O Fora se dobra sobre nós, e como ele mesmo é feito de Diferenças, apenas reproduzimos simulando essa influência, com efeitos repetitivos, que vão ecoar em nossa personalidade. Nosso constrangimento está em tentar nos explicarmos de forma resumida, tentando assumir apenas um dos Eu’s, criando um conflito irresolúvel. Não somos esse Um que tentam nos modelar, por isso acordamos com um humor e adormecemos com outro, pois existe um conflito de múltiplas identidades interagindo.

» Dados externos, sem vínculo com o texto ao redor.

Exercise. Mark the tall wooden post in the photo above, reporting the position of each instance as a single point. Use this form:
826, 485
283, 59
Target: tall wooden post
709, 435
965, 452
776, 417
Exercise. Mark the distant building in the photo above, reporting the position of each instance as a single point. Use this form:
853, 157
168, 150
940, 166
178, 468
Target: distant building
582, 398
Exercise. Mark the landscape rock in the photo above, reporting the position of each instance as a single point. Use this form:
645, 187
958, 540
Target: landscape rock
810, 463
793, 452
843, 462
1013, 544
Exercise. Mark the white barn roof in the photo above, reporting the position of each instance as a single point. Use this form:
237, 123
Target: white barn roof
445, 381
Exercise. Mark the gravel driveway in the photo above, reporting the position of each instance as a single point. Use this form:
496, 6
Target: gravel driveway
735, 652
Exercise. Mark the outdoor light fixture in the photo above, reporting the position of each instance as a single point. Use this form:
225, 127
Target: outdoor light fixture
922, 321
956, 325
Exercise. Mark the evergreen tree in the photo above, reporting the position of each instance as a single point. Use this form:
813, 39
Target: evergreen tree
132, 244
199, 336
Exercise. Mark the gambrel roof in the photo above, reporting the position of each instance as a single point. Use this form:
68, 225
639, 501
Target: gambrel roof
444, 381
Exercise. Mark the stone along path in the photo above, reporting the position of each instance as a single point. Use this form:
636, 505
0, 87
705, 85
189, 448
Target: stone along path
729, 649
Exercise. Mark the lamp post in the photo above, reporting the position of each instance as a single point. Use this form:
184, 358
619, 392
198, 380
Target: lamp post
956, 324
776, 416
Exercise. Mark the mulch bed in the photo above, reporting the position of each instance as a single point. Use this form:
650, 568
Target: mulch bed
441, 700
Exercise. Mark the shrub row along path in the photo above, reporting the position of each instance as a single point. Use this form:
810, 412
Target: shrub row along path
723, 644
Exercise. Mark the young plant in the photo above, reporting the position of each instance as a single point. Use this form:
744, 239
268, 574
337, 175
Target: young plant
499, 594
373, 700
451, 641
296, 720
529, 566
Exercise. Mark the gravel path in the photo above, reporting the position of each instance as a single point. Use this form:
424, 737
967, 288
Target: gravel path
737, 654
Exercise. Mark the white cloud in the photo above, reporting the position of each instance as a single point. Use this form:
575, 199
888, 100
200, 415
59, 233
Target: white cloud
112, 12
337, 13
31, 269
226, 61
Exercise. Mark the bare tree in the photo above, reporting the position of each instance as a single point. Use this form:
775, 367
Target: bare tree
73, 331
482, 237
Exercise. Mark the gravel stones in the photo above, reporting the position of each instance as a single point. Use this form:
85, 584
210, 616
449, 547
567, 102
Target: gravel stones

Basta observarmos as relações sociais, é como criar um ambiente social dentro de si, onde um engana, o outro sofre, outro ama e outro odeia, ao mesmo tempo temos essa cadeia de sentimentos que não se resolvem, no máximo chegam em brevíssimos acordos que causam uma apatia que confundimos com harmonia, já que a vida pulsa em meio a esse conflito contínuo. Nós, enquanto seres vivos, também somos conflituosos e digladiaremos enquanto existirmos.

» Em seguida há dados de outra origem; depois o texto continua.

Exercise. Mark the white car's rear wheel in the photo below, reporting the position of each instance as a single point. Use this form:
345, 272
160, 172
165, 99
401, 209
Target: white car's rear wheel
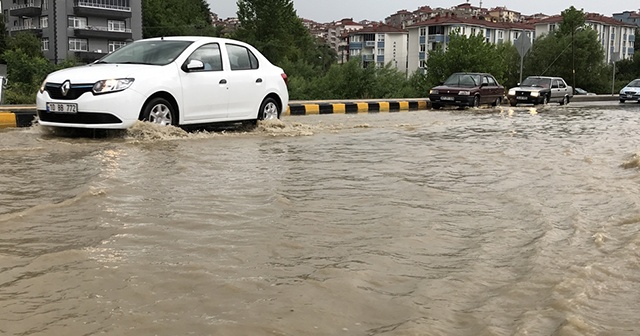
160, 111
269, 110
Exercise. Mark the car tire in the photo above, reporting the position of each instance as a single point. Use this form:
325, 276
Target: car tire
565, 101
476, 101
160, 111
269, 110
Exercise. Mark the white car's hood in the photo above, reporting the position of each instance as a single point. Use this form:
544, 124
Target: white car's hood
89, 74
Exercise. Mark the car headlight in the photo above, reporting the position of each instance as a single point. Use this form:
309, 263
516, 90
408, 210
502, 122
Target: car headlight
112, 85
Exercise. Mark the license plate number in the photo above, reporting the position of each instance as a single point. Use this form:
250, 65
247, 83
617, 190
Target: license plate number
62, 107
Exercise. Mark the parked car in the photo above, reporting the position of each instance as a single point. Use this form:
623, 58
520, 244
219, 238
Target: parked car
581, 92
541, 90
169, 81
467, 89
631, 91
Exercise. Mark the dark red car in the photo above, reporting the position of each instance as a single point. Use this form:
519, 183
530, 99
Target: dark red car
467, 89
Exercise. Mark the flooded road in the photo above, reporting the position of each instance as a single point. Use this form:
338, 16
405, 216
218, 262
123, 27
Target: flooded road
476, 222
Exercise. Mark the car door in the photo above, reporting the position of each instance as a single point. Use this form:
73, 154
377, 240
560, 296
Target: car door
204, 86
246, 83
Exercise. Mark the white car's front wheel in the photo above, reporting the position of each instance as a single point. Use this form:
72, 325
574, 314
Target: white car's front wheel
159, 111
269, 110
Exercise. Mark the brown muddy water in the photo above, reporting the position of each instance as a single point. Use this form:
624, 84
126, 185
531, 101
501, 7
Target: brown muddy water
476, 222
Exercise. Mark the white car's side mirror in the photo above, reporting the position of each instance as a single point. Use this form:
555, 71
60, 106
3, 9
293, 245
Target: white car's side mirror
195, 65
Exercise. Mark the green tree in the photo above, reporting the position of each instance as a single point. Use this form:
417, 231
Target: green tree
573, 46
3, 38
275, 29
176, 17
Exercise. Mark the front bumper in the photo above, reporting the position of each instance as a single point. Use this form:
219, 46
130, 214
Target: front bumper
457, 100
118, 110
525, 99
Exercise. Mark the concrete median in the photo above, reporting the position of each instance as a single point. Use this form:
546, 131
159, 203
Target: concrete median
24, 115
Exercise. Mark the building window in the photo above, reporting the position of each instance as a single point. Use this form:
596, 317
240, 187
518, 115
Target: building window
78, 44
77, 22
115, 25
115, 45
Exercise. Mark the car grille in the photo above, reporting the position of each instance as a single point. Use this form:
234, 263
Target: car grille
75, 91
79, 118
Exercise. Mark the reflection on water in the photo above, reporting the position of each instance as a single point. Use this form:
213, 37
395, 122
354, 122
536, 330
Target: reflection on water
508, 221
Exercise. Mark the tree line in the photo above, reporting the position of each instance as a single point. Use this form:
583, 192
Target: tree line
274, 28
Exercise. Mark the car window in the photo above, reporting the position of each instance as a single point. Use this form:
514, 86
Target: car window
154, 52
209, 55
241, 58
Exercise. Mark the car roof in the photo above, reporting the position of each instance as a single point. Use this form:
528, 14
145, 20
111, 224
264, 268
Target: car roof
190, 38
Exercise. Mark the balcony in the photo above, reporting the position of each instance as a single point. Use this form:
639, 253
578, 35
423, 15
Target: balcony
89, 56
28, 29
93, 8
103, 32
28, 10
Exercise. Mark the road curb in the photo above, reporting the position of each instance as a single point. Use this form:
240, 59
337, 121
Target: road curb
17, 118
355, 107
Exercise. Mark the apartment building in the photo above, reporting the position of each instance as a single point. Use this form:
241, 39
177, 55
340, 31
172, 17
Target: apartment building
617, 37
81, 29
629, 17
435, 33
380, 44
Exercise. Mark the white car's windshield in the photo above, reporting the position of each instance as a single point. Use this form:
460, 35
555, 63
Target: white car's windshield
468, 80
635, 83
537, 82
156, 52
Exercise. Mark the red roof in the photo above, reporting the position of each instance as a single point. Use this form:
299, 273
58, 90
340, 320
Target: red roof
380, 28
453, 20
589, 17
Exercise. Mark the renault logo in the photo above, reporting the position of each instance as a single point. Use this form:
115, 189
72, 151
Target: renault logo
66, 86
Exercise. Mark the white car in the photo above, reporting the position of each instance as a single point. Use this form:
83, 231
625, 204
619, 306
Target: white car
178, 81
631, 91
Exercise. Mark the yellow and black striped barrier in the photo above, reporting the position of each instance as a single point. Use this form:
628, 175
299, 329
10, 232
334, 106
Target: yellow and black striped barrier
355, 107
16, 118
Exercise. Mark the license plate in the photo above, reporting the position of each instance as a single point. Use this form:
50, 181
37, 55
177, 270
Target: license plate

Mesmo Pessoa não resolveu o conflito, porque tentou separá-lo. Criando cada um dos seus heterônimos, apenas fez Uns separados, ao invés de deixar reinar o caos. Quando damos o nome a um filho, já o condicionamos a ter um caminho, uma identidade, um sentido. A busca por esse único, uno, universal, unívoco. A relação entre dois, é feita de uma biodiversidade já existente em cada um desses chamados Uns, além da mescla de ambos, causando uma Transeudiversidade. Não esquecendo o Fora, que continua atuante em ambos, o que remete a no mínimo três esferas maiores em uma relação dos chamados Dois, são eles e o Fora, partilhando dessa ininterrupta movimentação vivente.

Como Ele ou Ela é o Eu de Fora, e já comentamos sobre o Eu ser múltiplo, antes devemos abolir qualquer pronome que não seja o Nós. Adotando apenas o Eu para falar do Nós sendo visto por uma fração disso que chamo persona, assim como o Tu, seria Eu de Outro mesclado comigo, já em uma relação próximo, o Ele um Eu mais distanciado, a ponto de pensarmos somente como hipótese a partir do Eu e do Tu. Quanto ao Eles, seria o Nós ainda discriminado, visto como se estivesse longe, mal visto por olhos ainda presos a uma visão glaucomada.